ARTEK RECORDINGS CD26: The Art of Yulian Sitkovetsky Vol I. - Violin
This is the first of three issues featuring Russian violinist Yulian Sitkovetsky to have come out in the past three months, all from the Artek label. As you probably know, Yulian Sitkovetsky was a violinist who had a meteoric rise in post-WWII Russia. In 1945 the 'All Soviet Union Young Performers Competition' for piano, cello and violin took place in Moscow. The three winners were Sviatoslav Richter, Mstislav Rostropovich and Yulian Sitkovetsky. His career took off in Russia and its satellites, but he contracted lung cancer and died in 1958, not quite 33 years old. He was part of an incredibly talented family. His father, and first teacher, was violinist Grigoriy Sitkovetsky. His wife was pianist Bella Davidovich, his son the violinist/conductor Dmitry Sitkovetsky (barely five years old when his father died), niece pianist Olga Sitkovetsky, great-nephew violinist Alexander Sitkovetsky.
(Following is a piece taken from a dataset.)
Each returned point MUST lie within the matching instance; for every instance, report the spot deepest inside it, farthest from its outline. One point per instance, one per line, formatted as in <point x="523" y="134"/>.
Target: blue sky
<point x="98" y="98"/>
His playing is notable for its immaculate intonation, sweetness and ability to project as well as for its innate musicality. Just listen here to the Chaconne from the Bach Partita No. 2, a summa for all violinists. It is gloriously musical with ease of technique, forward motion, impeccable legato and no noticeable mannerisms. One is reminded of the playing of Leonid Kogan or Nathan Milstein. Equally impressive is his collaboration with his wife, Bella Davidovich, in the Mozart Sonata in B Flat, KWV 378 (317d). The trills in Tartini's 'Devil's Trill' sonata are incredibly fast, but the concluding trills in Paganini's 'La Campanella' are even more so. I hesitate to use the word 'incredible' but here it is appropriate -- my jaw literally dropped.
The sound in this recording from the 1950s is really quite good. It is mono, of course, but that hardly matters. This is a CD for violin fanciers -- and for violin students, who out of desperation may wind up giving up their instrument for the accordion.